Hoy día los voceros oficiales del régimen que durante catorce años (y con la mirada puesta en el dos-mil-siempre) se atornilló al poder nos pretenden convencer de que Chávez es “el Cristo de los pobres de América Latina”. Que se trata de un líder que era la expresión maciza y entrañable del amor puro. Un héroe, un mártir, una figura religiosa, la reencarnación de Simón Bolívar. Y desde el presente se quiere imponer una proyección –edulcorada y mitificada- de la memoria del futuro: merece estar en el Panteón Nacional junto al resto de los héroes de la patria. Se ha puesto en marcha una maquinaria de doble filo que le rendirá culto, se armará una constelación en la bóveda celeste en su nombre, será venerado, canonizado, se le adjudicará una gesta épica que realmente no tuvo ni merece. Pero como siempre pasa, en éste y en todos los casos, ya la historia se encargará de ponerlo todo en su justo lugar.

No soy adivino ni prestidigitador, no conozco el futuro (ni me interesa, a menos que sea dentro del ámbito de la creación y de la ficción especulativa) pero algo me dice con poderosa convicción que las cosas caerán por su peso, se irán decantando, poco a poco iremos desbrozando la maleza y limpiando la paja a ver qué queda de heno en el fondo de todo esto.

Más que un segundo Bolívar me temo que mañana la memoria de este difunto se parecerá más, bastante más, a la de otro Juan Vicente Gómez, a otro José Tadeo Monagas, otro Francisco Franco, otro Joseíto Stalin u otro Perón. Ciertamente seguirá contando con sus adeptos y acólitos, quienes -ténganlo por seguro- se irán bifurcando al infinito en un rizoma de muy diversos y contrastados chavismos. Su fantasma servirá como un nuevo vellocino, un manto protector, una frazada que acobija a los autoproclamados y vociferantes “dueños de su legado”. Ya veremos cuánto dura el impulso de esta marea que con el tiempo irá cediendo. Ya veremos hasta cuándo resistirá el estiramiento de su aura. Dicen que llegó para quedarse, pero la frase tiene el tufillo también de las otras acepciones de “importante” y “extraordinario”. Hay muchas maneras lamentables o insignificantes de "quedarse".

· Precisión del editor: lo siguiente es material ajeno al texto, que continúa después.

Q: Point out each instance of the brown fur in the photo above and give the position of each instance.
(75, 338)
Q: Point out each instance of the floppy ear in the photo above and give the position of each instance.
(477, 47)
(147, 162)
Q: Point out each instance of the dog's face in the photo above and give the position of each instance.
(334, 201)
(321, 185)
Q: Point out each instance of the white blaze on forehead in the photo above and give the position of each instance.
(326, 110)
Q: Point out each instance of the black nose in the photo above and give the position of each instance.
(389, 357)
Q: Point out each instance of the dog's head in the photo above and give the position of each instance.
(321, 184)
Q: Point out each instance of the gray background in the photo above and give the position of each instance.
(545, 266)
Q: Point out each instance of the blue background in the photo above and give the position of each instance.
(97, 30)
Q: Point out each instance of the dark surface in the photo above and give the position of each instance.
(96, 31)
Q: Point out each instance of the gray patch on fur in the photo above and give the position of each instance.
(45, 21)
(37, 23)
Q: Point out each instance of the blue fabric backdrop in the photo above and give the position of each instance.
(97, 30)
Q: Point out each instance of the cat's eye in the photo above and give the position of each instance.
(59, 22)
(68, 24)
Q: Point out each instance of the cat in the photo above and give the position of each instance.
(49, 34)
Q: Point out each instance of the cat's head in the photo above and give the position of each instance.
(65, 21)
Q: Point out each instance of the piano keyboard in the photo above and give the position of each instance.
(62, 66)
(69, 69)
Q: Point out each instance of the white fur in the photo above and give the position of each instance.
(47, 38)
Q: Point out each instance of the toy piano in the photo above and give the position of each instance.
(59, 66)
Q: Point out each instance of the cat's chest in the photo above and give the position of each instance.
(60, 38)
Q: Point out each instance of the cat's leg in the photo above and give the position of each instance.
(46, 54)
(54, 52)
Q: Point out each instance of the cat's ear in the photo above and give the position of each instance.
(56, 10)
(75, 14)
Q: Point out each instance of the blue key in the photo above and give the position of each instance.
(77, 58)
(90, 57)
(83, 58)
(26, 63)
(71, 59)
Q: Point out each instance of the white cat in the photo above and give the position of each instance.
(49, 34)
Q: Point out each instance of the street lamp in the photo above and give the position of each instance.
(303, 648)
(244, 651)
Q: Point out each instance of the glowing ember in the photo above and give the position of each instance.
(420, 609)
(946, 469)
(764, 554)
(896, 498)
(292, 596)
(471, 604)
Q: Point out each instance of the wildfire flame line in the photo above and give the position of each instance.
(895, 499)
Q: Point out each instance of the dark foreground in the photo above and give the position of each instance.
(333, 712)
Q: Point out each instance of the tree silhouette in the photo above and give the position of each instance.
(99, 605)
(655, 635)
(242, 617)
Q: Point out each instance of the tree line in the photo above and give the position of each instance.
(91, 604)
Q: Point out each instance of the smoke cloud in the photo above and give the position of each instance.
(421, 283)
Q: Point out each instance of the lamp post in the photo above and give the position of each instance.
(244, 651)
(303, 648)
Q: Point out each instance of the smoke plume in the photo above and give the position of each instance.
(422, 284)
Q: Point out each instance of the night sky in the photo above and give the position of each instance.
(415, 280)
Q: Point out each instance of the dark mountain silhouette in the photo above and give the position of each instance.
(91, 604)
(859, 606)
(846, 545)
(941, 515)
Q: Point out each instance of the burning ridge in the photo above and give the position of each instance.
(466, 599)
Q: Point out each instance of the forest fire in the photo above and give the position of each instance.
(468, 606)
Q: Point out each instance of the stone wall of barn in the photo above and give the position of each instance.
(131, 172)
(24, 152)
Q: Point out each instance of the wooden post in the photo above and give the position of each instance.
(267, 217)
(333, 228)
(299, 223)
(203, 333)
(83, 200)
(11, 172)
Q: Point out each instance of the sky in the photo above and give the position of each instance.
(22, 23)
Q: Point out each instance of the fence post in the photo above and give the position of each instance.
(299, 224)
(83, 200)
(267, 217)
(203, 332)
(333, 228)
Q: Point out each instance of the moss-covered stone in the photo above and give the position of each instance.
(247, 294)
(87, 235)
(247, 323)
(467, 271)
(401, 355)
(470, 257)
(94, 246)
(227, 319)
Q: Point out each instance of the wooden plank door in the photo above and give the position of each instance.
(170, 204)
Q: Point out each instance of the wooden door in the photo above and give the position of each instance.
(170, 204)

Es inevitable para mí recordar en estos instantes aquellas reuniones -a las que alguna vez asistí en calidad de asomado y chofer designado- que tenía mi padre en la librería El Gusano de Luz con sus viejos amigos de los tiempos de la lucha desde la clandestinidad contra el dictador Marcos Pérez Jiménez (otro más de los militares presidentes que han sido “importantes” en nuestra historia). Durante aquellas noches, tarde o temprano, alguien ponía el tema sobre el tapete: “¿Te acuerdas cuando nos reuníamos a escondidas y hablábamos de que algún día, quizá, recordaríamos los tiempos de la clandestinidad y la Seguridad Nacional, y entonces ya todo habría pasado?”. Y lo increíble es que algunos se acordaban pero con una sonrisa, se acordaban pero por medio del filtro de la memoria que ahora se los traía al presente como un episodio humorístico. Increíble era también que muchos de los presentes no se acordaban. No guardaban el mínimo recuerdo. Porque la vida había seguido su curso y ahora las luchas y las angustias eran otras. Aquello había quedado atrás. Demasiado atrás. Porque así también funcionan los extraños juegos de la (des)memoria.

Me despido, desde toda la subjetividad que asumo y declaro, de Chávez con un juramento: Ni hoy ni nunca contribuiré con una sola palabra que ni lejanamente ayude a construir la épica o la beatificación de este difunto.

Así me encargaré de contar mi historia y construiré mi propia memoria. Es mi derecho, mi libertad, lo más honesto que me exige mi pensamiento crítico. Que cada quien sea libre de construir la suya a ver hasta cuándo le aguanta.